From Addiction to Recovery

10. Addiction had me deeply bound. I was lost and didn’t want to be found. I always wanted to fix my fix. But my life of addiction and desired success didn’t mix.

9. Addiction beckoned me into subtle surrender and soon enough I became my addiction’s adamant defender. “Mind your business!” I’d yell to concerned friends and family, when in my heart I truly wanted to be free.

8. Addiction was a bad habit that crept in slowly over time and completely took control of my mind. How had I gone from a star student to someone who would make choices that were nowhere near prudent?

7. Addiction tried to kill me, but I knew it never could truly fulfill me. The high was only temporary, my drug of choice would swoop in like a fairy… granting my every wish and desire until I floated higher and higher.

6. Addiction was a phony friend; but thank goodness addiction didn’t win in the end. It whispered softly, “you can trust me, “I said, “No, I want to be free!”

5. Recovery wasn’t just a matter of time, I had to be deliberate, but I was almost certain that I’d lose my mind. The uncontrollable urges the deep and dark desire; it was like my soul was set on fire.

4. Recovery was a long and hard road, just as many who walked before me have foretold. I thought I’d never make it, but I resolved to break it.

3. Recovery meant taking it day be day, even when I couldn’t clearly see the way.
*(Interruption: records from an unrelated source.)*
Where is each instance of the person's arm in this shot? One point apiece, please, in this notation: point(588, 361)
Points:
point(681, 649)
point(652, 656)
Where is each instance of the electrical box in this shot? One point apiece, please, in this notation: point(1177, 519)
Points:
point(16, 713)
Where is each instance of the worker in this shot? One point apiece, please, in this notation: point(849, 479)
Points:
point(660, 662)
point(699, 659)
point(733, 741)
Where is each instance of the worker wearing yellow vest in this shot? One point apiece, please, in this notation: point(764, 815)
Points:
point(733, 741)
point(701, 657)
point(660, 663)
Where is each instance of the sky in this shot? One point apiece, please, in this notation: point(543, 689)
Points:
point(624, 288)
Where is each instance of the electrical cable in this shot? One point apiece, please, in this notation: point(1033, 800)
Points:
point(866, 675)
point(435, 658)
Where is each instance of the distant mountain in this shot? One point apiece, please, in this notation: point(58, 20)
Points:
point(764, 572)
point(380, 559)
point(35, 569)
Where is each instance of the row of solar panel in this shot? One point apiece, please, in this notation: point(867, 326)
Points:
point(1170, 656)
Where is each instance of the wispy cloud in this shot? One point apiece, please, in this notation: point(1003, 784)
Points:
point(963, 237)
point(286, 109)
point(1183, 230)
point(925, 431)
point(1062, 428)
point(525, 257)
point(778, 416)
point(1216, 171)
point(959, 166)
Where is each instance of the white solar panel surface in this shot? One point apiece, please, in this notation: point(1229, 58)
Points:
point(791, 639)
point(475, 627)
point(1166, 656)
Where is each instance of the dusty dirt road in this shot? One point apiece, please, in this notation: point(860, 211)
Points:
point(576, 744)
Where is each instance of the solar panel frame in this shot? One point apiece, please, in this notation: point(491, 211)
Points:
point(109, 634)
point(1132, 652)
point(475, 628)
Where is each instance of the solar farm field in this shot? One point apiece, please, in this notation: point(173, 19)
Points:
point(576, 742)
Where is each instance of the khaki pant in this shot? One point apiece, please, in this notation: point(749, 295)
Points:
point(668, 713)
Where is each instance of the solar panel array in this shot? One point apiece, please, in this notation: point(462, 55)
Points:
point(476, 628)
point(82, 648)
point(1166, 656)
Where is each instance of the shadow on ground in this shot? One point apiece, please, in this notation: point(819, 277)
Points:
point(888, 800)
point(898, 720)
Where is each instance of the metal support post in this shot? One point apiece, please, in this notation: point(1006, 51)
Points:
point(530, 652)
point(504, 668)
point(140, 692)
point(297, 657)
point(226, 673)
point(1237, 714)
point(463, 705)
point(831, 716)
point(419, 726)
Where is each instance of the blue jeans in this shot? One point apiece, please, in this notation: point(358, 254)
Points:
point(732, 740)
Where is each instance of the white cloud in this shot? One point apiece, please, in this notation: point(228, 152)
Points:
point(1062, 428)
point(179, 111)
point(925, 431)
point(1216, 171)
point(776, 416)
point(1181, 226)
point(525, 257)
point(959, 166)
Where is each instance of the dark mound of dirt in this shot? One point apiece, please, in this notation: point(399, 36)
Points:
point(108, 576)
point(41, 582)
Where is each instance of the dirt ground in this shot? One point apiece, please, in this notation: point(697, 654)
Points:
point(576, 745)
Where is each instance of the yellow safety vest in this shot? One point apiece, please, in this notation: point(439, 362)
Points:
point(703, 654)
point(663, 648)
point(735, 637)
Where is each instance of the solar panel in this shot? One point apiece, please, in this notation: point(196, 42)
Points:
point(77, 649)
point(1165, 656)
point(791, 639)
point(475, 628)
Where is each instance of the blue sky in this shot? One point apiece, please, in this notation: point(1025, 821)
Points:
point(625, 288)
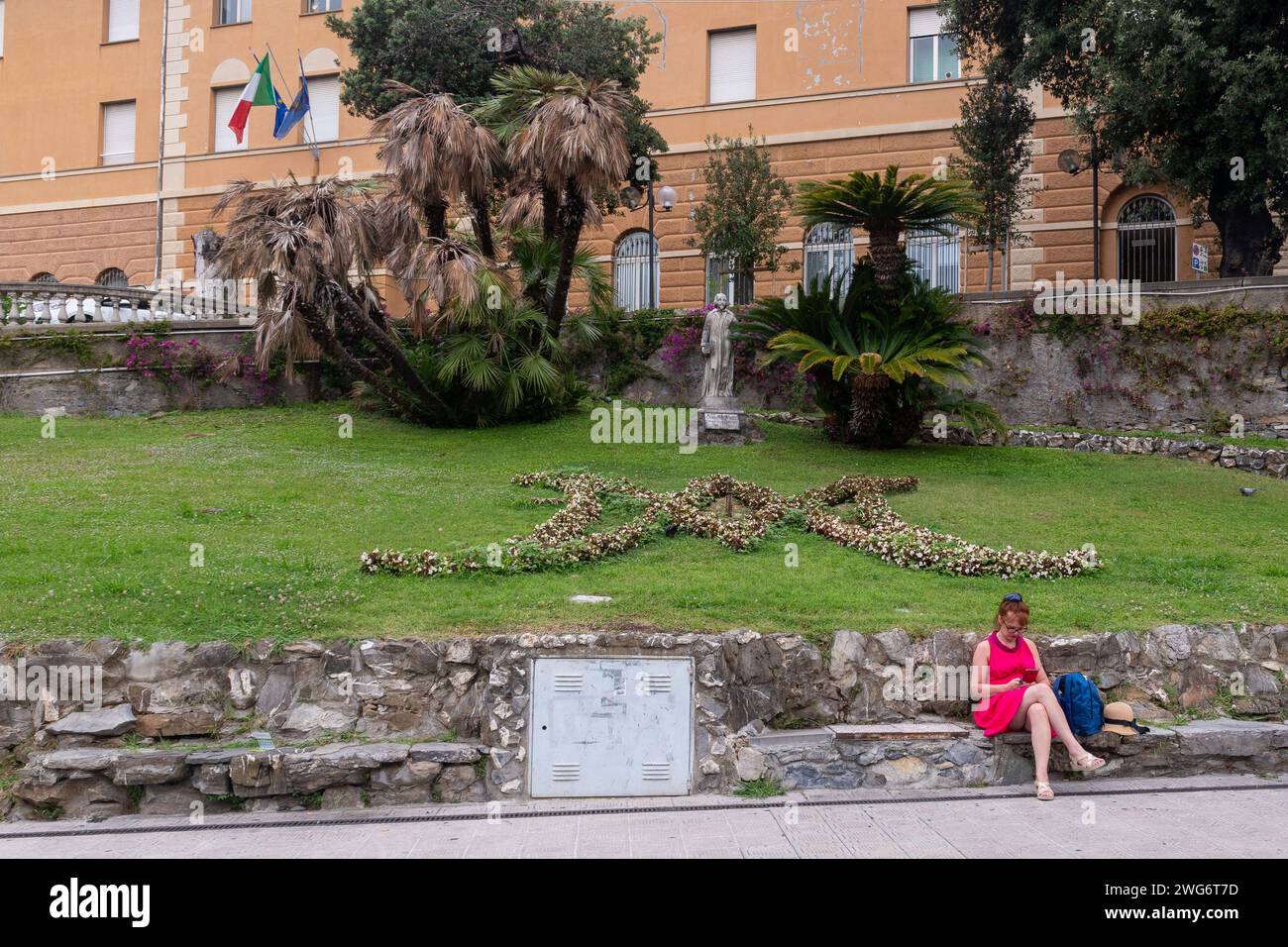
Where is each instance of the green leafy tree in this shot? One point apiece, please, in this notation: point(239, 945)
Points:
point(995, 138)
point(745, 206)
point(1186, 93)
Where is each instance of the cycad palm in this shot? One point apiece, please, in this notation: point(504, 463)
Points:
point(880, 357)
point(887, 206)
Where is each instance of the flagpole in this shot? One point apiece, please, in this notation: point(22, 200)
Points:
point(317, 154)
point(165, 62)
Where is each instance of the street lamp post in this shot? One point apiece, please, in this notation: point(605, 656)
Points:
point(665, 198)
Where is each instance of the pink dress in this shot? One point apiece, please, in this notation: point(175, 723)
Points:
point(1004, 665)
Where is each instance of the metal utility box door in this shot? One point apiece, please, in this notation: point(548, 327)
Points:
point(610, 727)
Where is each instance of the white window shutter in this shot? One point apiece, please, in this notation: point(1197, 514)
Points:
point(925, 21)
point(226, 103)
point(325, 110)
point(123, 21)
point(733, 65)
point(119, 133)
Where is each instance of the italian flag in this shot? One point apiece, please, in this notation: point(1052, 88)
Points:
point(258, 91)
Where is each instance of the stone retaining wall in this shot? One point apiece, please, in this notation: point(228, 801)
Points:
point(828, 759)
point(80, 368)
point(1267, 462)
point(369, 705)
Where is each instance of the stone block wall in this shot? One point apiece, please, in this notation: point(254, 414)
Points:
point(80, 368)
point(404, 720)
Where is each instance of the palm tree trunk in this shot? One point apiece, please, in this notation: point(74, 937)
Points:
point(355, 368)
point(361, 324)
point(888, 257)
point(549, 211)
point(436, 219)
point(867, 408)
point(483, 226)
point(572, 217)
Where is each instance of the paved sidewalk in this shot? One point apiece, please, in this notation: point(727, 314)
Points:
point(1201, 817)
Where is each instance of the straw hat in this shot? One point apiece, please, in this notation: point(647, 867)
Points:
point(1120, 718)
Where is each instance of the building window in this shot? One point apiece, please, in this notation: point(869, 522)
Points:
point(724, 275)
point(322, 123)
point(112, 277)
point(931, 52)
point(123, 21)
point(230, 12)
point(1146, 240)
point(631, 260)
point(226, 103)
point(732, 64)
point(119, 133)
point(828, 254)
point(936, 258)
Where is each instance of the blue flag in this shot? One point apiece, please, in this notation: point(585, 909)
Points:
point(288, 118)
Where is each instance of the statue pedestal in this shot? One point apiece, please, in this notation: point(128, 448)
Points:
point(722, 421)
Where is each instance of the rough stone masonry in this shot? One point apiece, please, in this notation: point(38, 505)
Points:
point(412, 720)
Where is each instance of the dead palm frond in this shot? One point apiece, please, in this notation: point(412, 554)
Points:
point(434, 150)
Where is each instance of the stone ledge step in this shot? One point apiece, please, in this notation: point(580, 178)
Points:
point(901, 731)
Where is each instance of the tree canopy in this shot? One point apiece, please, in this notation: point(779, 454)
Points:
point(459, 46)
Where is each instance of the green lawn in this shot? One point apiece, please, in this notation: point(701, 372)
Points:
point(97, 525)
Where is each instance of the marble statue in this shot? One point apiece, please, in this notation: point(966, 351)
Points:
point(717, 348)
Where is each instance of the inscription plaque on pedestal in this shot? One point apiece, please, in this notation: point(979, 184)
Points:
point(721, 420)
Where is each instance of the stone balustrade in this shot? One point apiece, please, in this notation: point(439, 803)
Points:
point(51, 304)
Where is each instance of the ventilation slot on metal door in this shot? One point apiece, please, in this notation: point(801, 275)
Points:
point(568, 684)
point(656, 684)
point(656, 772)
point(565, 772)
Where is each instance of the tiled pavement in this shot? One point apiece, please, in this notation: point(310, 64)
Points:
point(1218, 815)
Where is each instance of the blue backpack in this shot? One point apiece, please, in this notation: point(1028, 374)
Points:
point(1080, 699)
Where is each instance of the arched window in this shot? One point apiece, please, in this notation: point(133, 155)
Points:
point(1146, 240)
point(936, 257)
point(112, 277)
point(828, 253)
point(724, 275)
point(631, 264)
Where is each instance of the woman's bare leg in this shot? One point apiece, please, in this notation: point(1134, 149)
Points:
point(1039, 725)
point(1044, 696)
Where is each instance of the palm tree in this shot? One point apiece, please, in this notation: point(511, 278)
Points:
point(300, 245)
point(567, 137)
point(887, 360)
point(436, 153)
point(885, 208)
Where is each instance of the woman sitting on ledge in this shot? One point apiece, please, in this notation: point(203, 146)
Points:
point(1016, 693)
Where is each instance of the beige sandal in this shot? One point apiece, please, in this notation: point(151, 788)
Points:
point(1087, 764)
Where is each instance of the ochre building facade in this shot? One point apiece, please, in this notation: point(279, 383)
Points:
point(831, 88)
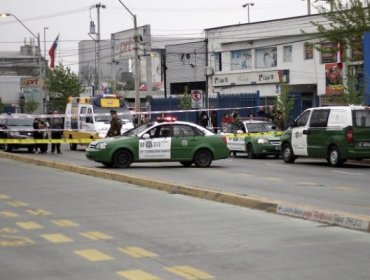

I struggled to find hope in each and every moment, recovery would be mine but I had to own it.

2. Recovery was slow and surreal, but in my heart I began to feel. It was as if a new person had emerged, someone who was no longer living on the verge, of letting go and giving up.

1. Recovery finally happened for me, my latter days have been greater than my former can’t you see. Addiction is just a part of my story; and I’m so thankful it didn’t destroy me.